OK, that is how the programming works if the checksum check passes. But what
happens if the checksum check fails (ie. you hacked your ROM)? Well, the
program will do its compare (CMP.W), but when it gets to the Branch if Equal
(BEQ), it will NOT be equal, so it won't branch the 28 bytes, and the checksum
check will fail (and our game won't run).

All we have to do is make it so that the program will ALWAYS branch the 28 bytes
after the compare. This is very easy to do with a single Game Genie code. The
instruction there is: 67 28. To make it so that it ALWAYS branches 28 bytes,
use 60 28 instead. So the hex codes we enter into the Game Genie to hex
conversion program (which you can d/l from my website) are 0660B2:6028. The
0660B2 is the ROM address, and the 6028 is the branch instruction. The Game
Genie code it gives you is: FBTA-NA7W.

That is how you make a "regular" master code. If you try that one, you will
see that there is a 4 to 5 second delay before that game starts. Next, I'll
show you how to make an "improved" master code.

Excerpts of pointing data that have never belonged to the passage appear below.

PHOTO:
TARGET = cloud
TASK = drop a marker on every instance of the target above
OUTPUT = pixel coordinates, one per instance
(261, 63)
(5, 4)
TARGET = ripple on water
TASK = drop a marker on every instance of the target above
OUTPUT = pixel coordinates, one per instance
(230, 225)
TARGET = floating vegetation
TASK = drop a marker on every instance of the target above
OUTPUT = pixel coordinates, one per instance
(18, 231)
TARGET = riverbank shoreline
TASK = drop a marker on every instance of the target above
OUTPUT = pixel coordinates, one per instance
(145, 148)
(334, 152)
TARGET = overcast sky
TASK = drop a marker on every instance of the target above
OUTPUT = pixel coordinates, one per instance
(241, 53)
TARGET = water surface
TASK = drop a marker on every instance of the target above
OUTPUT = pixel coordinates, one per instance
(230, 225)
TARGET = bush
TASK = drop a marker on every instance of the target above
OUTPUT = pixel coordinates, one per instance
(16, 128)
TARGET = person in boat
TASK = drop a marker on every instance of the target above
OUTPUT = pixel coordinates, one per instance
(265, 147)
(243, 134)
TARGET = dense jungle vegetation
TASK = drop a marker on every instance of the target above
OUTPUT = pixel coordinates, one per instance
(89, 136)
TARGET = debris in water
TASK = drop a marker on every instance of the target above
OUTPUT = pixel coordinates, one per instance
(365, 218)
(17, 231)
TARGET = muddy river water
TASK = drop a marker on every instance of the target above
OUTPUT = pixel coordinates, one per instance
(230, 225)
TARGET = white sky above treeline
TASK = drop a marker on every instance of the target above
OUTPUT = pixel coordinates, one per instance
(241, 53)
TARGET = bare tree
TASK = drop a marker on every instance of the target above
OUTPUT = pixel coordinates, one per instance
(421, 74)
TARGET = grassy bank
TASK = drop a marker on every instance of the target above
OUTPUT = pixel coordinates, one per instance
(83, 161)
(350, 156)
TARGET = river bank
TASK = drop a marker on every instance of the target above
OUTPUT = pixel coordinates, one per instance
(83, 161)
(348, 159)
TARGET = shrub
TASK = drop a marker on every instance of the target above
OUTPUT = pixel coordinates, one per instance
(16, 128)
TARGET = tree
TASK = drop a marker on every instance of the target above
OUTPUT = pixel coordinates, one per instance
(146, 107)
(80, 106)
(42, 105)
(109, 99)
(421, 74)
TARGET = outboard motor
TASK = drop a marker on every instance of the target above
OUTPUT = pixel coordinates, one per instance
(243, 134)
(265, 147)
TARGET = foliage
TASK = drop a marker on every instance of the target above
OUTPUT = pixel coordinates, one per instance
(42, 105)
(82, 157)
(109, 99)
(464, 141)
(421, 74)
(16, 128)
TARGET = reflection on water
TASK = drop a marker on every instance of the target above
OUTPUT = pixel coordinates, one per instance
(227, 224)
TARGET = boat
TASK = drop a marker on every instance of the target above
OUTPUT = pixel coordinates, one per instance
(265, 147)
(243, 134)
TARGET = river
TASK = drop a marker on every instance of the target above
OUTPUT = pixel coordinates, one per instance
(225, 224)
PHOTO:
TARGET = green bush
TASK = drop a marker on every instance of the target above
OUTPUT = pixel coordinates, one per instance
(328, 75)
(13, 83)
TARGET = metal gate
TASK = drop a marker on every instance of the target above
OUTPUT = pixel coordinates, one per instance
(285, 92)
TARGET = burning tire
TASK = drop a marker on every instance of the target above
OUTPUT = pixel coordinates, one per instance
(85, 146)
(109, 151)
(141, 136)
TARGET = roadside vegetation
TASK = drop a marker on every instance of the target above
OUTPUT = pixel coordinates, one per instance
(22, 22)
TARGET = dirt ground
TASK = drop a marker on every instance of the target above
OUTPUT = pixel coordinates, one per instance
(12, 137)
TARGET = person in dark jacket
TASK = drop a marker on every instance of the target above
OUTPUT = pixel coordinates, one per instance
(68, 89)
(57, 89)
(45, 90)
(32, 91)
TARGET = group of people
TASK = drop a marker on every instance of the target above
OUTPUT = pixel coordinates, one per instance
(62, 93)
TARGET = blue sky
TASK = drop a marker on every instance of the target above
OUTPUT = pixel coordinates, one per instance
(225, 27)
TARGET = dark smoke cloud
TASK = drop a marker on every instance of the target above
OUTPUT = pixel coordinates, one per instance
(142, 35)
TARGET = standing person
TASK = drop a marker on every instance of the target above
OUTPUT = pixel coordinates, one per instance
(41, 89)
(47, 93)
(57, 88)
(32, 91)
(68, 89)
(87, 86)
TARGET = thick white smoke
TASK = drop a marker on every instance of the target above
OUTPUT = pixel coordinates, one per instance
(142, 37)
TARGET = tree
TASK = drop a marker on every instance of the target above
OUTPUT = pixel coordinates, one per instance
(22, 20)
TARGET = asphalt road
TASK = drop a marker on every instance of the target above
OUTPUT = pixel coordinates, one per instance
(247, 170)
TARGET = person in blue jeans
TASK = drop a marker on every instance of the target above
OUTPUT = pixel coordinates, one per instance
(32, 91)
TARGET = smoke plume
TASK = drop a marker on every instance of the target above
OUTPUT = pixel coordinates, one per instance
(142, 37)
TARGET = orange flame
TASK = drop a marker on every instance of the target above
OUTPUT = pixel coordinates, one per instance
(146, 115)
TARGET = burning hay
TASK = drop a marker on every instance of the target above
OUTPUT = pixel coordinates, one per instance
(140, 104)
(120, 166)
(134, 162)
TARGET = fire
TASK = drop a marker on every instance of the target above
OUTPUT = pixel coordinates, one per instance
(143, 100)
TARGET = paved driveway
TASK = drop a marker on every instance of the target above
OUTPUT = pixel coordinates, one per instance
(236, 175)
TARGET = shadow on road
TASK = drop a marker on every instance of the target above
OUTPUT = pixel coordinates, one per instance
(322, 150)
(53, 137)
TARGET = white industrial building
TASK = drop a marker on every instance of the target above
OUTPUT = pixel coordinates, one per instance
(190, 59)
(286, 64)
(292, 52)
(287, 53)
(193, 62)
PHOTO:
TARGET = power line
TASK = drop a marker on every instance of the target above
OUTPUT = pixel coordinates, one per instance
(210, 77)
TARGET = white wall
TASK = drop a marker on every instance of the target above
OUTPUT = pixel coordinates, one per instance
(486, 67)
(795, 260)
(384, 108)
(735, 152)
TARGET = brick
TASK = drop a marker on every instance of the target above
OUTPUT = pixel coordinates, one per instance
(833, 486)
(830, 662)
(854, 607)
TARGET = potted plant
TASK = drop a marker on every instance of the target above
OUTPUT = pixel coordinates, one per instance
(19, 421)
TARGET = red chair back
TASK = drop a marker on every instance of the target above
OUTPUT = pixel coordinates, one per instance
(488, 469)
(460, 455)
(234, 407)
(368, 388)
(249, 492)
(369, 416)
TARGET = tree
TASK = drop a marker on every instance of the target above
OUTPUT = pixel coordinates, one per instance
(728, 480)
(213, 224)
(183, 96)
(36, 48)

To make an improved master code, we need to figure out how to completely bypass
the entire checksum process. It's fairly easy to do. Using the same search
results from above, here is where we start:

06:60AE B0 78 CMP.W ($018E),D0


06:60B2 67 28 BEQ #$28 [06:60DC]


06:60DC 4E 75 RTS



It compares the two values, branches 28 bytes if equal, then returns to where it
came from which is 06:5BF6. We are interested in the RTS, and where the RTS
goes. This tells us where we need to make our code. The RTS goes to ROM
address 06:5BF6. Start scrolling your assembly trace upwards (towards the top)
and watching for the first JSR (or BSR) you see. The first JSR (or BSR) we see
when scrolling upwards is:

06:5BF0 4E B9 JSR

As you can see, the ROM address (06:5BF0) is very close to the ROM address our
RTS was going to (which was 06:5BF6).

So here's what's going on...

06:5BF0 4E B9 JSR ($00066098)

That is making the program jump (JSR) to ROM address $00066098, which is the
start of the checksum process. When the checksum process is finished, it
returns to the NEXT instruction after the JSR (which is at ROM address 06:5BF6).

All we have to do is figure out how to make it so that it doesn't jump (JSR).
Easy to do with a single Game Genie code. We'll just change the JSR to a branch
instruction instead. We are going to branch from 06:5BF0 to 06:5BF6, so we
would use 6004 as our new branch instruction. You might be asking, why the hell
are we using an instruction that branches 4 bytes, but we need to branch 6
bytes? That's just the way 68000 assembly is. The branch instruction actually
starts counting AFTER the branch instruction itself (if that makes any sense).

Anyways, here's our improved master code:

The ROM address is 06:5BF0, and the instruction is 6004. So here is what our
Game Genie conversion program spits out: 065BF0:6004 = AVPT-NA9T. If you test
our new Game Genie code, you'll see that the game starts instantly, and no more
blank screen when using GG codes, or after hacking the ROM.